Subject: Wasp-like Insect
Location: Central Alabama
August 20, 2014 12:45 pm
Hello. Recently have seen several of these around, esp. near my flowering mint plants. Not sure what they are. I suspect they might sting, but are very docile in nature.
Signature: Wayne

Double Banded Scoliid

Double Banded Scoliid

Dear Wayne,
This beautiful Scarab Hunter or Flower Wasp in the family Scoliidae is commonly called a Double Banded Scoliid,
Scolia bicincta.  As you indicated, they are docile wasps that are solitary in nature.  While we acknowledge that they might sting if the are threatened or carelessly handled, there is very little chance of a sting if they are not bothered.  Scarab Hunter wasps are beneficial insects that help to control the populations of Scarab Beetles.

What's That Bug? does not endorse extermination

Subject: Cricket? Katydid? Stinger?!?
Location: Cincinnati, Ohio
August 21, 2014 6:08 am
My girls found this and thought it to be a grasshopper but it has what appears to be a stinger.
Signature: Michelle

Lesser Pine Katydid

Greater Meadow Katydid

Hi Michelle,
This is a Meadow Katydid in the tribe Conocephalini, and it is in the Greater Meadow Katydid genus
Orchelium. The closest match we located on BugGuide is the Lesser Pine Katydid, Orchelimum minor, or possibly a Common Meadow Katydid, Orchelimum vulgare, also pictured on BugGuide.  What you have mistaken for a stinger is actually the ovipositor, an organ used to lay eggs, which makes this individual a female.

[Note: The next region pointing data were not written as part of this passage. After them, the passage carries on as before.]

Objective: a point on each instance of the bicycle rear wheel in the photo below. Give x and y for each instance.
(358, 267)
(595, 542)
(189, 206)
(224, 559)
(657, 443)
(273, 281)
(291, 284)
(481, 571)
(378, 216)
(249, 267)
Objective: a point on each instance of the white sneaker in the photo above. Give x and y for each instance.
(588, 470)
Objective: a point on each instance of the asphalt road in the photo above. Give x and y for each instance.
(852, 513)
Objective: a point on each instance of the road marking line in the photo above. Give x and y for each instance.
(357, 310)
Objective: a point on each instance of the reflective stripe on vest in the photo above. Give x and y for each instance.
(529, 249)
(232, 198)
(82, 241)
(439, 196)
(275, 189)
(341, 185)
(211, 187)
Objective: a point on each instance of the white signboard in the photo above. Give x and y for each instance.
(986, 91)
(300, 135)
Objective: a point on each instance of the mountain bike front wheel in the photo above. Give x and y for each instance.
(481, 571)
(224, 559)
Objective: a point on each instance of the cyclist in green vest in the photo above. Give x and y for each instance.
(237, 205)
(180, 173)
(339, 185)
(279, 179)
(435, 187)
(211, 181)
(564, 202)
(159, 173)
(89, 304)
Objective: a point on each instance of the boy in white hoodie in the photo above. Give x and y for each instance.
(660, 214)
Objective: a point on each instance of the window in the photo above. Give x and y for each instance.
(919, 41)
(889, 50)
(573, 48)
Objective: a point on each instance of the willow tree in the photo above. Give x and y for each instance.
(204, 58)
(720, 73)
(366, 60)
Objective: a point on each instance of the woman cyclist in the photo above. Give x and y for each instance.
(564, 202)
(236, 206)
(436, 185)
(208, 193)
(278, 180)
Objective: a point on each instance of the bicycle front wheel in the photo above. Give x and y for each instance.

Subject: Large beetle looking thing?
Location: Newberg, OR
August 20, 2014 9:47 pm
Hello, Bugman! Maybe you could tell me what bug this is? It’s very large (see penny in photo for scale)
It doesn’t appear to be a cockroach due the the antennae, so I’m stumped.
Signature: Buggily Yours

California Root Borer

California Root Borer

Dear Buggily Yours,
This is a male California Root Borer, and we posted another example just yesterday.

What's That Bug? does not endorse extermination

Subject: Predatory bee killer!
Location: Tucson, AZ
August 20, 2014 5:39 pm
This enormous predator buzzed down to enjoy its dinner on an elk antler in my yard – what is it?
Signature: Alicia

Giant Robber Fly eats Bee

Giant Robber Fly eats Honey Bee

Dear Alicia,
This is one of the best feeding Robber Fly images we have received all summer.  This is a Giant Robber Fly in the genus
Promachus, a genus well populated in our archives this season due to all the images we have received of Red Footed Cannibalflies.  This is a different member of the genus, and we believe it is Promachus albifacies, a species with no unique common name.  You can compare your individual to this image on BugGuide.

Subject: Strange Green Thing
Location: Brownwood, Tx
August 20, 2014 7:13 pm
This thing is located in a garden in Brownwood, Tx. The thing on its back seems to be attached.
Signature: thegnatfly

Clavate Tortoise Beetle Larva

Clavate Tortoise Beetle Larva

Hi thegnatfly,
This is the larvae of a Clavate Tortoise Beetle,
Plagiometriona clavata, and you can verify our identification on BugGuide. The attached thing is dried fecal matter.

Wow! Thank you so much! I will let my mom and others know about your site. It was found in her garden.

Subject: Stink bug eater
Location: Northwest Georgia USA
August 19, 2014 5:57 pm
I saw this huge fly eating on a stink bug at the pool. I took a photo of it thinking it may be a species of dragon fly. There were several Dragon flies around with honey bees in their mouths. . Any clue what this is?
Signature: Scott

Red Footed Cannibalfly eats Stink Bug

Red Footed Cannibalfly eats Stink Bug

Dear Scott,
This is a marvelous image of a Red Footed Cannibalfly that we can tag as Food ChainRed Footed Cannibalflies are large, predatory Robber Flies.

Thank you very much. I hope this fly stays around and eats all the stink bugs they can. I’m finding stink bugs in my home. The Red footed cannibal fly is welcome to eat all the stink bugs they can.